Journal for Christa—
Dr. Martin, our pastor when we were first married, used to hit marriage long and hard in his sermons. One of the things he would say, if I remember correctly (which is a caveat I need to make considering how little I remember from that epoch), was that the 7th year of marriage was thought to be a difficult one.

Because Joel’s job will change and they are moving to Germany for 3 years, the close of their 7th year feels like the ending of an era for them. I suppose it became more pronounced when we met Kim at my parents last week to visit shortly and take their dog back to Colorado where he will spend the next 3 years with my canine loving sister. On facebook Joel reflected on the struggles and milestones of their first 7 years that Fritzi had been a part of.

As for me, there was no closure event to mark our 7th year of marriage. I was perceptive enough to note when our children were born, which seems to be the gauge of my 20s. Our 7th year began with Chris being 6 months old and ended with the birth of Melody just 2 weeks later. I don’t recall anything much about our marriage, just that Jay worked an incredible number of hours, and I changed and washed an incredible number of diapers. The only specific thing that stands out that year revolved around a tragedy that our friends experienced; perhaps that’s because it was much larger than Jay, me, or us.

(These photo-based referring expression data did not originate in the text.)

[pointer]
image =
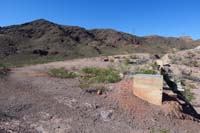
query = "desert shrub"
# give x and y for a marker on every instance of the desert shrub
(164, 131)
(62, 73)
(99, 75)
(4, 69)
(189, 96)
(146, 71)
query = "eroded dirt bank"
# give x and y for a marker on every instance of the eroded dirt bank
(32, 101)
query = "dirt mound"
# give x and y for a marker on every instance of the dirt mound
(172, 108)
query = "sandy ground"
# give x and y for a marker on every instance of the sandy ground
(32, 101)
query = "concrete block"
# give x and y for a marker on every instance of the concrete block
(148, 87)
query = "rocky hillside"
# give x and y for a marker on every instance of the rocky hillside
(42, 40)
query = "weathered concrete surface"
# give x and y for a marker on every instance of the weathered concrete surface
(148, 87)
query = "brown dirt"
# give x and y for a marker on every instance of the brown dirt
(32, 101)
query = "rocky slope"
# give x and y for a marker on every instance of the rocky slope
(42, 40)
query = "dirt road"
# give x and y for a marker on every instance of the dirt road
(32, 101)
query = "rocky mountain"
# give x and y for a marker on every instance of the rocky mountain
(43, 39)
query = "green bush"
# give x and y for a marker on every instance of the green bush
(146, 71)
(100, 75)
(189, 96)
(62, 73)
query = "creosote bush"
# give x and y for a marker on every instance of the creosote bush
(62, 73)
(146, 71)
(100, 75)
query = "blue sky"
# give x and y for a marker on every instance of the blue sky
(139, 17)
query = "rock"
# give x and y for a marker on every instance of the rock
(99, 92)
(106, 115)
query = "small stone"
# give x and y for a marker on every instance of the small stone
(99, 92)
(106, 115)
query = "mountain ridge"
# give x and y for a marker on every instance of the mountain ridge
(33, 39)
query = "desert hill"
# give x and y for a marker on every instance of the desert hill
(41, 40)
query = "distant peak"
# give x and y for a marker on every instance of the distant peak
(186, 38)
(41, 21)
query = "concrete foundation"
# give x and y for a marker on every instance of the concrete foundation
(148, 87)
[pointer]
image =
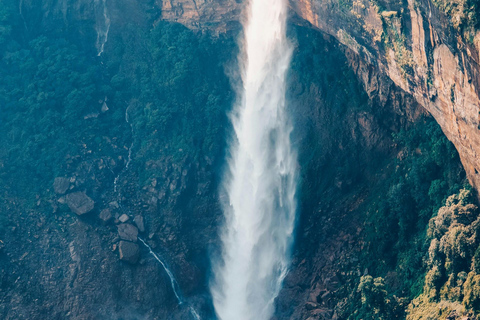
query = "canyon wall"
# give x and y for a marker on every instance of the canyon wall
(432, 56)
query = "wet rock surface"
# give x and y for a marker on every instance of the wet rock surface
(127, 232)
(128, 251)
(79, 202)
(61, 185)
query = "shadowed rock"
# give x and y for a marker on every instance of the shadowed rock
(139, 222)
(128, 251)
(61, 185)
(127, 232)
(105, 215)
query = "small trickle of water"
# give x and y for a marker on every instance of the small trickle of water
(102, 25)
(173, 282)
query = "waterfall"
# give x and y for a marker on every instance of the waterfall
(173, 282)
(102, 25)
(261, 180)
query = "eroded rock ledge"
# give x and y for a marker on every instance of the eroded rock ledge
(415, 44)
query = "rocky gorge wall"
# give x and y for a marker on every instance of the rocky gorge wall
(344, 134)
(416, 45)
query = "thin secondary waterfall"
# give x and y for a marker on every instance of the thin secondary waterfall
(261, 183)
(173, 281)
(102, 25)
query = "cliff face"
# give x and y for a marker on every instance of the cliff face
(431, 56)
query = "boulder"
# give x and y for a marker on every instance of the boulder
(139, 222)
(123, 218)
(106, 215)
(61, 185)
(127, 232)
(128, 251)
(79, 202)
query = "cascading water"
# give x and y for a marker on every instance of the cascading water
(261, 183)
(173, 282)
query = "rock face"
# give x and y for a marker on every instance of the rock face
(105, 215)
(128, 251)
(79, 202)
(127, 232)
(61, 185)
(139, 222)
(414, 44)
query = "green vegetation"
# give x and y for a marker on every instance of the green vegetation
(452, 282)
(426, 172)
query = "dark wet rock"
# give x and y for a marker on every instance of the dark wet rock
(106, 215)
(61, 185)
(123, 218)
(128, 251)
(139, 222)
(79, 202)
(127, 232)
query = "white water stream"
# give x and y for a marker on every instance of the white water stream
(261, 181)
(102, 25)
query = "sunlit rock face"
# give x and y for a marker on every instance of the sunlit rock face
(416, 46)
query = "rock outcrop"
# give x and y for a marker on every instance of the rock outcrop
(79, 202)
(127, 232)
(61, 185)
(414, 44)
(128, 251)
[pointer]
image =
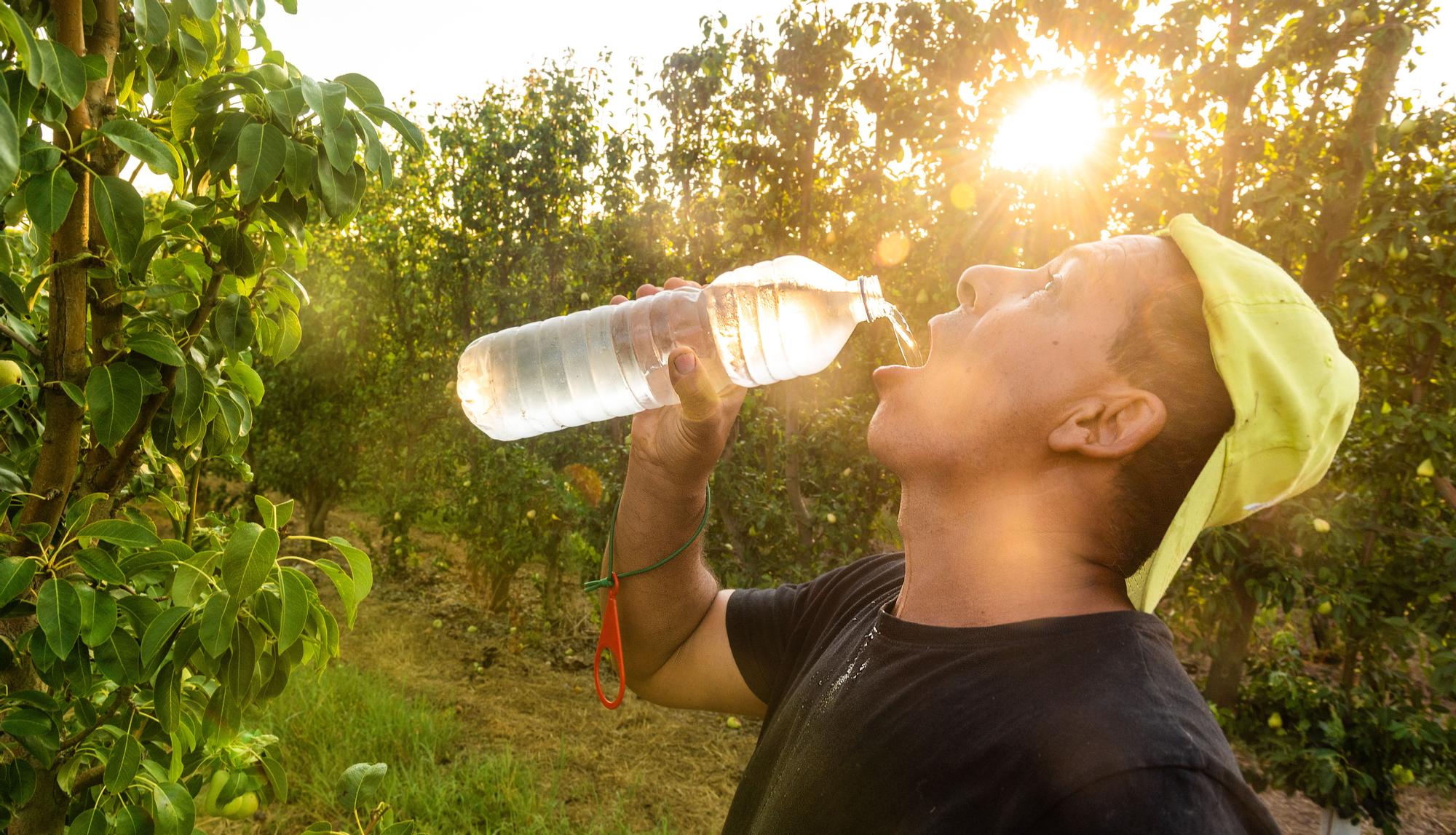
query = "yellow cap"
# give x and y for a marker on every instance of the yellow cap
(1294, 396)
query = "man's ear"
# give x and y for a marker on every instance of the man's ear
(1110, 425)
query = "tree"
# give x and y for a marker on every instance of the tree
(136, 331)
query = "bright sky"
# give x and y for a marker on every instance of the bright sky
(449, 48)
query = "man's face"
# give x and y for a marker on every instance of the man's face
(1008, 365)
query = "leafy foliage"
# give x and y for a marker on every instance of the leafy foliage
(863, 138)
(136, 331)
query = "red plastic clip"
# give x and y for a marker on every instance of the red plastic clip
(611, 639)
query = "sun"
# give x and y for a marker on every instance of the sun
(1056, 127)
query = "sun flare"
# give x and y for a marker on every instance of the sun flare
(1053, 128)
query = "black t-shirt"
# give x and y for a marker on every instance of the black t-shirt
(1061, 725)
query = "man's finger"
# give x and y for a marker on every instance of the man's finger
(692, 384)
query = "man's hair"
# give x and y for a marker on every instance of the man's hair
(1164, 348)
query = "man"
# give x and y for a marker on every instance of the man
(1072, 431)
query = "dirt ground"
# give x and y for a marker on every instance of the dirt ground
(534, 694)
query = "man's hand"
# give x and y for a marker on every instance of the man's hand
(682, 444)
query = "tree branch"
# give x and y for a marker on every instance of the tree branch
(1339, 208)
(106, 472)
(101, 719)
(55, 470)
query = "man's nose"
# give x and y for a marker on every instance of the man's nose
(984, 287)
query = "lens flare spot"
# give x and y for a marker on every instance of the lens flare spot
(893, 249)
(963, 197)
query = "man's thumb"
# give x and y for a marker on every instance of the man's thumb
(692, 384)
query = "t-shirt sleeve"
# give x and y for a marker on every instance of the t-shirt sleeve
(771, 630)
(1164, 801)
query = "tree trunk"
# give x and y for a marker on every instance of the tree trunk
(1339, 210)
(791, 464)
(66, 338)
(1231, 648)
(1237, 99)
(44, 814)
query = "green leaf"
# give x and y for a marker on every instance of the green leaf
(173, 812)
(122, 533)
(290, 333)
(100, 565)
(152, 23)
(360, 89)
(63, 71)
(191, 578)
(325, 99)
(120, 211)
(349, 595)
(288, 102)
(269, 511)
(15, 577)
(187, 396)
(139, 141)
(158, 347)
(404, 127)
(59, 612)
(123, 764)
(277, 776)
(248, 559)
(9, 149)
(49, 198)
(340, 146)
(167, 696)
(219, 616)
(119, 657)
(235, 322)
(261, 150)
(159, 632)
(285, 513)
(375, 156)
(90, 823)
(295, 607)
(103, 622)
(25, 722)
(341, 189)
(25, 44)
(114, 397)
(360, 568)
(248, 380)
(186, 109)
(359, 788)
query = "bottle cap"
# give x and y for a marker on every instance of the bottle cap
(870, 293)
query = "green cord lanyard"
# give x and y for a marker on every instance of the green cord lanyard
(611, 638)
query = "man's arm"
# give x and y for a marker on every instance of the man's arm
(675, 639)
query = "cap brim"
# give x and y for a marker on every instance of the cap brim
(1147, 587)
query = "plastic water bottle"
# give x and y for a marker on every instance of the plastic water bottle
(752, 326)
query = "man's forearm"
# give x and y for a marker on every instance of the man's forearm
(660, 609)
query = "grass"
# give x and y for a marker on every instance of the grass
(349, 715)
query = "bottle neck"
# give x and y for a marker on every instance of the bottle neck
(871, 300)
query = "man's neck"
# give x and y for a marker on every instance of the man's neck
(985, 558)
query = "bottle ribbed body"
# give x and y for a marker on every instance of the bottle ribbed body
(753, 326)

It makes total sense that the 7th year would be a challenge. At 7 years people have lived together long enough to learn most of their mate’s foibles. Work has become just that, work. Then there are diapers, enough disposables to reach the moon and back at least 23 times. Fading are the idyllic visions of adult life. Young love is moving back stage as old love is moving toward the center, as it must.

Earlier this year, because of the twists of Mel’s world, Mom and I were discussing married love. Mom said, “Mel is just thinking of young love. Old love is different.” Old love is birthed through struggles and trials and the dailyness of life that each couple decides to take on together. They are often things not chosen or planned. They are things that are.